Prices will increase from this Saturday due to a tax update

Petrol and diesel prices will increase again this Saturday due to the government’s decision To raise taxes on liquid fuels (ICL) and carbon dioxide (IDC) once again. It is estimated that the increase is around 4% due to the tax update – which was postponed last month so as not to affect the inflation index – but also due to a possible transfer of the dollar’s movement. Since Xavier Meili took office, the price of fuel has doubled: except for today’s comment, it has increased by 110%.

If companies pass on the tax hike, gasoline and diesel would rise by at least 1.2%. Companies –YPF, Shell, Axion and Puma Energy– can, moreover, The transfer is based, as stated, on the monthly devaluation – the crawling peg of 2% – which the Central Bank (BCRA) systematically applies.

,Stimulating the growth of the economy by guaranteeing a sustainable fiscal path“It is appropriate to partially postpone the effects of the increases that are due to apply until June 1, 2024 for unleaded gasoline, virgin gasoline and diesel,” says the decree published this week.

Fuel prices have increased by 110% since Xavier Miley took officedistributed in five increases of 38%, 27%, 6.5%, 7.5% and 4.6%. The increase is explained by the increase in the exchange rate, which has a direct impact on the dollarized cost structure of the industry, and Update of fuel taxWhich was frozen by the previous government since 2020.

Fuel prices have increased by 110% since Xavier Miley took office, divided into five increases of 38%, 27%, 6.5%, 7.5% and 4.6%.Ricardo Pristupluk

In the city of Buenos Aires (CABA), a liter of YPF Super gasoline costs $870, while the Premium is $1074..The Super Diesel costs $918, while the Premium Diesel costs $1,167.

“As understood from Decree 466/24, In the case of gasoline, the increase in both taxes will be in the order of 8% and in diesel oil, the increase will be 11%.. has nothing to do with the expected 20%. Equals, The suggestion is to wait till the detailed table comes out in AFIP“, Said William LegoGeneral Manager of the Hydrocarbons Trade Confederation of the Argentine Republic (SECHA), the chamber that brings together service stations.

With these estimates, When transferred to the final fuel price, the tax hike will have an impact of at least 1.2%.

At present, at what price do refining companies buy a barrel of oil from local producers US$68, whereas if it were to be imported, it would cost US$75. Market leader YPF aims to close the gap between the Creole barrel and the import parity price (what gasoline would cost if it were 100% imported).

According to SETCHA calculations, from last December to today, fuel sales have fallen by 17%. During this period, Fuel prices doubled after sharp devaluation in DecemberWith these increases, The price of petrol and diesel in Argentina was equal to the price of neighboring countriesmaking it less convenient for foreigners to refuel in the local market.

The price of a liter of YPF Super gasoline in the city of Buenos Aires (CABA) is currently $837, while the Premium is $1033.Ricardo Pristupluk

In addition, in recent months, Consumption of premium gasoline fell sharply: Sales fell 22.6%Well above the general average. The volume sold at service stations is distributed on average between 55% gasoline and 45% diesel. (varies depending upon location of outlet).

In recent years, 70% of customers bought the economy variant (Grade 2), while the remaining 30% bought the premium (Grade 3). With the latest price hike, this ratio changed to 80% super and 20% premium.
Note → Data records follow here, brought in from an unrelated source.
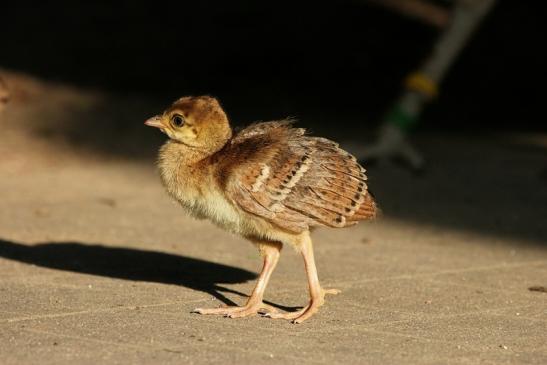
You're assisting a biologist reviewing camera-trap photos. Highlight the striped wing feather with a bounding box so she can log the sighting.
[222,121,376,233]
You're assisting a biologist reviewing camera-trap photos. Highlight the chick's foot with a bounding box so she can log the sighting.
[264,289,340,324]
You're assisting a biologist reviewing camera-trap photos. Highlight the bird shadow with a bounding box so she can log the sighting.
[0,239,304,311]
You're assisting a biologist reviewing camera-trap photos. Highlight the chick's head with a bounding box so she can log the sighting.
[145,96,232,151]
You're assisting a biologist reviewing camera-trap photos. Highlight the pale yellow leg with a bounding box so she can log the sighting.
[193,242,281,318]
[267,234,340,323]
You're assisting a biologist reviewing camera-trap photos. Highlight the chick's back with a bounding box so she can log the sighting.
[216,121,377,234]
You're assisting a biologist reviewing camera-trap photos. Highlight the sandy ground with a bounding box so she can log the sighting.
[0,69,547,365]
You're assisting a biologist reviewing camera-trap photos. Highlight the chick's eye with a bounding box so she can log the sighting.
[171,114,184,127]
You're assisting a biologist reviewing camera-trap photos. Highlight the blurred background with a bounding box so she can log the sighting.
[0,0,547,242]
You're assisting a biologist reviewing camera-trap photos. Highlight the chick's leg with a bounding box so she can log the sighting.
[194,242,281,318]
[267,233,340,323]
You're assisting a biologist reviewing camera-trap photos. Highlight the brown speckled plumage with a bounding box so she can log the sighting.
[218,121,376,233]
[146,96,376,323]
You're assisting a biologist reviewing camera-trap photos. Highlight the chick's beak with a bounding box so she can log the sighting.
[144,115,163,128]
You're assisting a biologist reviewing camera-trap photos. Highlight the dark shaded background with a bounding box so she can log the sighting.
[0,0,547,130]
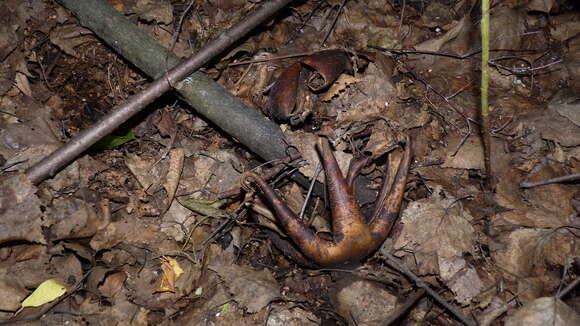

Despite the fact that the value of pesos at the pump has more than doubled in the past three months, The price of petrol is consistently 7.5% cheaper than the average over the last decade. “Last October, we had gasoline and diesel prices in static terms that were the cheapest they have been in the last 30 or 40 years. By December this was reversed, but fuel prices remain below their historical averages,” he said. Nicolas ArceoDirector of Economy and Energy.

However, the drop in sales was sudden due to a drop in purchasing power. “Between 2010 and 2023, the average salary bought an average of 989 liters of fuel per month. In December, according to the latest official data, the average salary allowed you to buy 735 liters of fuel. The improvement in prices is not so significant in real terms, but it has an impact in terms of the purchasing power of the population“The former Under Secretary for Economic Planning explained.